Afrika: Mode aus der Position des globalen Südens denken
Die afrikanischen Modedesigner Thebe Magugu und Kenneth Ize zählen zu den vielversprechendsten Newcomern in London und Paris. Beide haben ihr Label in Afrika gegründet. Dort sind sie repräsentativ für eine global inspirierte Generation, die sich von kolonialen Mustern befreit hat und mit Mode eine neue Identität schaffen will.
Als Thebe Magugu den LVMH Prize 2019 gewann, war er der erste afrikanische Sieger in der Geschichte des weltweit höchstdotierten Preises. Zugleich war er der erste, der nicht von einer angesehenen westlichen Universität kam. Magugu studierte an der Modeschule LISOF in Johannesburg. Seine Arbeit überzeugte die Jury mit ihrem klaren, zukunftsweisenden Design und den Referenzen auf die afrikanische Kultur. Was die Jury erstaunte: Magugu möchte in seiner Heimat bleiben und mit dem Preisgeld noch mehr lokale Handwerker beschäftigen. Der 27-Jährige ist Teil einer vom Internet geprägten Generation, die sich von westlichen Idealen und der kolonialen Vergangenheit gelöst hat.
Ize möchte das einst angesehene Handwerk vor dem Aussterben retten. Er will es in den Schullehrplan integrieren und eine Anlage errichten, in der die Webkunst auch von Menschen anderer Länder erlernt werden kann. In diesem Bildungs- und Kulturaustausch sieht er zusätzlich die Möglichkeit, Narrative zu verändern - diese nicht aus westlicher Sicht zu erzählen, sondern aus der Sicht Nigerias. Das erklärte Ize gegenüber CNN.
Dieses Engagement wurde schon mehrfach belohnt: 2019 erhielt er den Award der Arise Fashion Week in Lagos und 2020 einen Fashion Award des British Fashion Council. Letzteren in der Kategorie Menschenwürdige Arbeit und Wirtschaftswachstum. Dort war er übrigens schon 2015 Teil des nigerianischen Beitrags zum International Fashion Showcase (IFS).
Mode aus der Position des globalen Südens
Zurück zu Thebe Magugu: Erica de Greef vom African Fashion Research Institute in Johannesburg hat ihn an der Modeschule LISOF in Modetheorie unterrichtet. Sie ermutigt ihre Studenten, die Dinge zu hinterfragen und Mode politisch und aus der Position des globalen Südens zu denken.
De Greef: „Auch die Mode im globalen Süden war Teil der Internationalisierung. Das haben die feministischen Bewegungen und die von der Raumfahrt inspirierten 1960-er Jahre gezeigt.
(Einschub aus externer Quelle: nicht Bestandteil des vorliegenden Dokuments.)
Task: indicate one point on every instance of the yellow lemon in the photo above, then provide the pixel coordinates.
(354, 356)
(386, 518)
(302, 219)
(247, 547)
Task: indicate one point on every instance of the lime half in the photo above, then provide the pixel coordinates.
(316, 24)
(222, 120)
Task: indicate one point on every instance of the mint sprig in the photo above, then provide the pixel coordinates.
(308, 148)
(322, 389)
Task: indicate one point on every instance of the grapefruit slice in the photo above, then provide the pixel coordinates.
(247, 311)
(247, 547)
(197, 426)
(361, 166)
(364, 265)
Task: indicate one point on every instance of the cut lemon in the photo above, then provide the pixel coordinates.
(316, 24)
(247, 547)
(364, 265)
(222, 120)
Aber durch die Verwobenheit mit der lokalen Politik hat sich die Erscheinung und die Symbolik dieser Modeerscheinungen verändert. (...) Die Mode spricht oft in zwei verschiedenen Registern: Einerseits ist sie die Sprache des Westens – zum Beispiel wenn es um Marken und Medien geht - und andererseits artikuliert sie ihre Verflechtung mit der lokalen Politik. Das kann Widerstand gegen den Kolonialismus sein, eine gegenkulturelle Bewegung, et cetera.“
Als Magugu seine Kollektion für Herbst/Winter 2020 vorbereitete, reiste de Greef mit ihm in seine Heimatstadt Kimberley. Die Stadt ist Ende des 19. Jahrhunderts mit dem Diamantenabbau groß geworden. Der Designer wuchs in einem Township auf - eine von Farbigen bewohnte Siedlung. Bis heute hat er großen Respekt vor den Menschen in seiner Gemeinschaft. Obwohl sie unter Arbeitslosigkeit und kein Sozial- und Gesundheitssystem haben, sind sie stolz, geduldig und freundlich, so de Greef. Auf der gemeinsamen Reise machte Magugu eine fotografische Intervention um die negativen Assoziationen zu provozieren, die mit Townships verbunden sind - und die Abwesenheit von Schönheit, Reichtum und Macht zu zeigen. Entstanden sind berührende Bilder, in denen auch Einwohner des Township seine Kleider tragen.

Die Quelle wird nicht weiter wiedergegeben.